We have only two templates leveraging the cache tag and they both have a construct similar to:
{% extends "_layout" %}
{% block content %}
{% cache globally using key entry.url ~ "relatedArticles" for 1 hour %}
... bunch of relational queries ...
{% endcache %}
...
{% endblock %}
Once or twice a day, the DeleteStaleTemplateCaches get stuck and requires manual "killing". For example, when this occurs, the craft_tasks table indicates say currentStep 1309 of totalSteps 12800... Then, "error'ing" the task, and choosing the "Retry task", generate a new job but will say only 670 totalSteps... and of course it succeeds. Why is the total steps so much different on retry?
There is no clue in the logs. Only the logs of the "retried task" that show the steps and its successful result. Nothing about the stuck task that I killed.
Currently, we have 3 nodes sharing a common file system for all (except most of the "runtime folder") and common database but individual memcached server (one per node). Craft is configured to use memcached. Could the issue be that more than one node start the delete task at the same time? i.e. all try to cleanup the same db table?

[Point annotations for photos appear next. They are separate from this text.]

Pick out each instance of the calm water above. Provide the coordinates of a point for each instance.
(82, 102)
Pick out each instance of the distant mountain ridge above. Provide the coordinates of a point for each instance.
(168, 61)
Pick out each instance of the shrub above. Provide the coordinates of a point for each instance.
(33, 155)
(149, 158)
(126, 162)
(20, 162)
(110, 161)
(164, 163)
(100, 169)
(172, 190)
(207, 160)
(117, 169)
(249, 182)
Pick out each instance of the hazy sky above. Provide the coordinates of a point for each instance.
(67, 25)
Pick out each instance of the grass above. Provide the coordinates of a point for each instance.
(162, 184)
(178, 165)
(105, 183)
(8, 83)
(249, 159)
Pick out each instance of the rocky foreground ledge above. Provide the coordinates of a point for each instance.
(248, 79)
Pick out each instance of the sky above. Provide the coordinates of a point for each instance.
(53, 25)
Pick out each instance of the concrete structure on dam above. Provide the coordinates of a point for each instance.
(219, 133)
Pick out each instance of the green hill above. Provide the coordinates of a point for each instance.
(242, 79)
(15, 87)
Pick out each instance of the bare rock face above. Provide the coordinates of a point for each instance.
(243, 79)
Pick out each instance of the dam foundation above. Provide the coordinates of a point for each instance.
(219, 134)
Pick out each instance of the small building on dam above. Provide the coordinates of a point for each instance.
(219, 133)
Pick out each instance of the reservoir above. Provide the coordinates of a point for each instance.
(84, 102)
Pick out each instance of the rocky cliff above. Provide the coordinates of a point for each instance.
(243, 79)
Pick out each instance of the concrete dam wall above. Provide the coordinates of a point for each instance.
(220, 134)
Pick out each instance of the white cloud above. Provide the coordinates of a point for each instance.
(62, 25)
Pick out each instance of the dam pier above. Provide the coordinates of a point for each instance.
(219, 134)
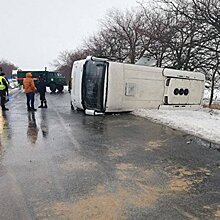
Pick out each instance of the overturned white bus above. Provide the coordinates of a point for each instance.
(99, 85)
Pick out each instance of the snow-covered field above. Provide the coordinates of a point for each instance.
(204, 123)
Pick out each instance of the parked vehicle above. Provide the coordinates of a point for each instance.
(100, 86)
(54, 80)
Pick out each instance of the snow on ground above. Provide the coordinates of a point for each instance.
(204, 123)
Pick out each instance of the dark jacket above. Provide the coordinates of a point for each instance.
(41, 87)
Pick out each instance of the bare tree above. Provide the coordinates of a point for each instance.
(119, 38)
(65, 59)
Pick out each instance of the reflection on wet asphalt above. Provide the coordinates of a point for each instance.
(59, 164)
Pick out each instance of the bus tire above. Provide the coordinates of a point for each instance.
(60, 88)
(53, 87)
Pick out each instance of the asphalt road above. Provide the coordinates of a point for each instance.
(61, 164)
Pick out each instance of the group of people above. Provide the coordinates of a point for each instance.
(29, 88)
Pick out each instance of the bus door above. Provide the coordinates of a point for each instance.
(93, 85)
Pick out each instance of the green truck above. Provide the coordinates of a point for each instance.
(54, 80)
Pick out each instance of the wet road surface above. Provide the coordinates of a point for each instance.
(60, 164)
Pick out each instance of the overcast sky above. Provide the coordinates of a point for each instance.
(34, 32)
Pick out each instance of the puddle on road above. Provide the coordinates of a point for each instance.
(183, 179)
(107, 205)
(154, 145)
(214, 210)
(78, 164)
(111, 201)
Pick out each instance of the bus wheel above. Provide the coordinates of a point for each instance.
(60, 88)
(53, 87)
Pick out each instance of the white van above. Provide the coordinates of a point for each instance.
(100, 86)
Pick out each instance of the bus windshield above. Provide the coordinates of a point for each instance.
(93, 85)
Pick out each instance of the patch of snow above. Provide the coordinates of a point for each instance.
(204, 123)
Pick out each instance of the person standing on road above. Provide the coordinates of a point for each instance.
(29, 89)
(42, 90)
(3, 91)
(7, 84)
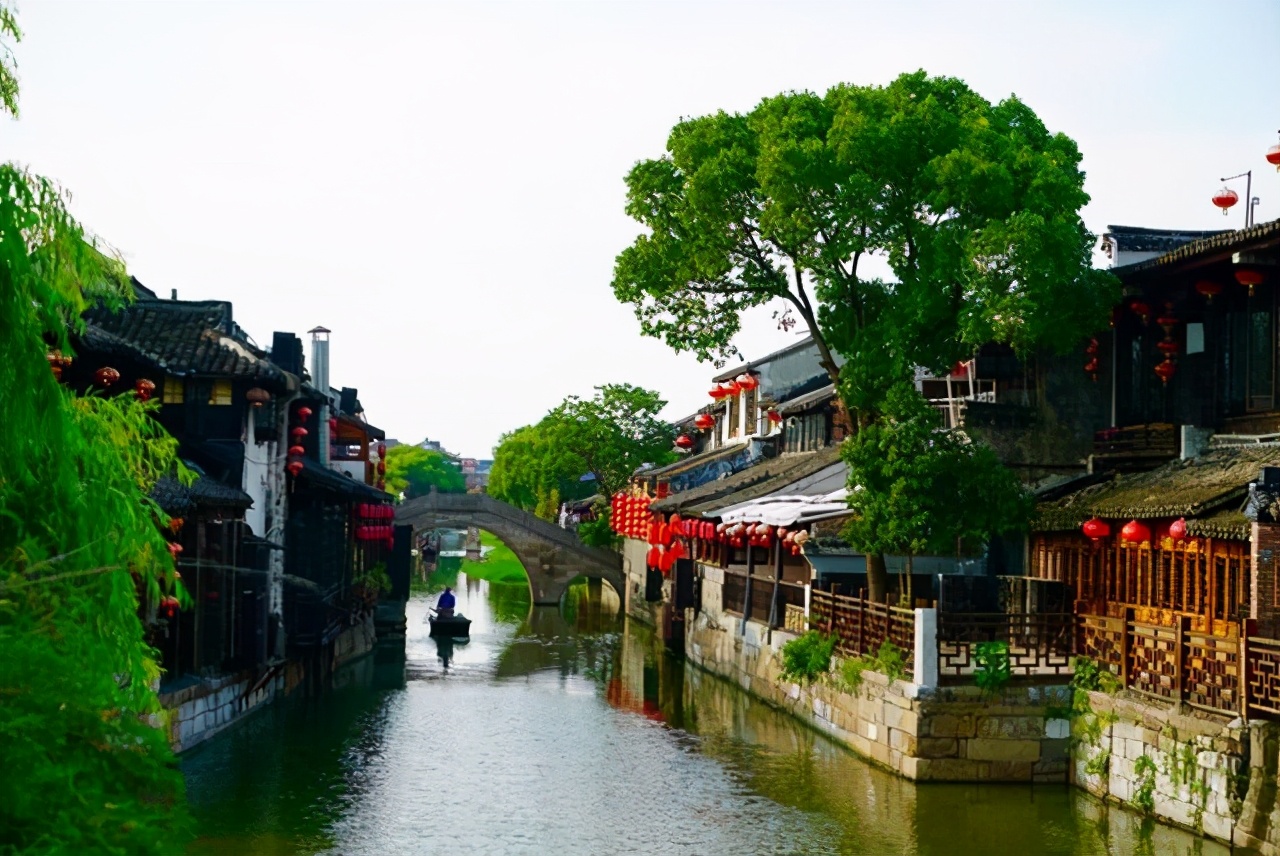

Beside this specific problem, I would be very grateful if you could explain how the different caching (data, templates, etc.) works within craft or indicate where I can find the information. i.e. I'm not clear on what is cached in memcached vs the database, vs file system (if anything).
Thanks.
After more investigation, I ended up removing the "request_terminate_timeout" in PHP-FPM and leaving that one at the default (off). So for the gateway timeout, only PHP "max_execution_time = 300" and the "fastcgi_read_timeout 300" are in place. I eventually got a "failed" job instead of a "stuck" job and got some logs! To fix that issue I increased MySQL "max_user_connections" (which was at 50).
I will report back if I get another stuck job. Thanks!
– Mathieu P. Feb 27 '15 at 18:11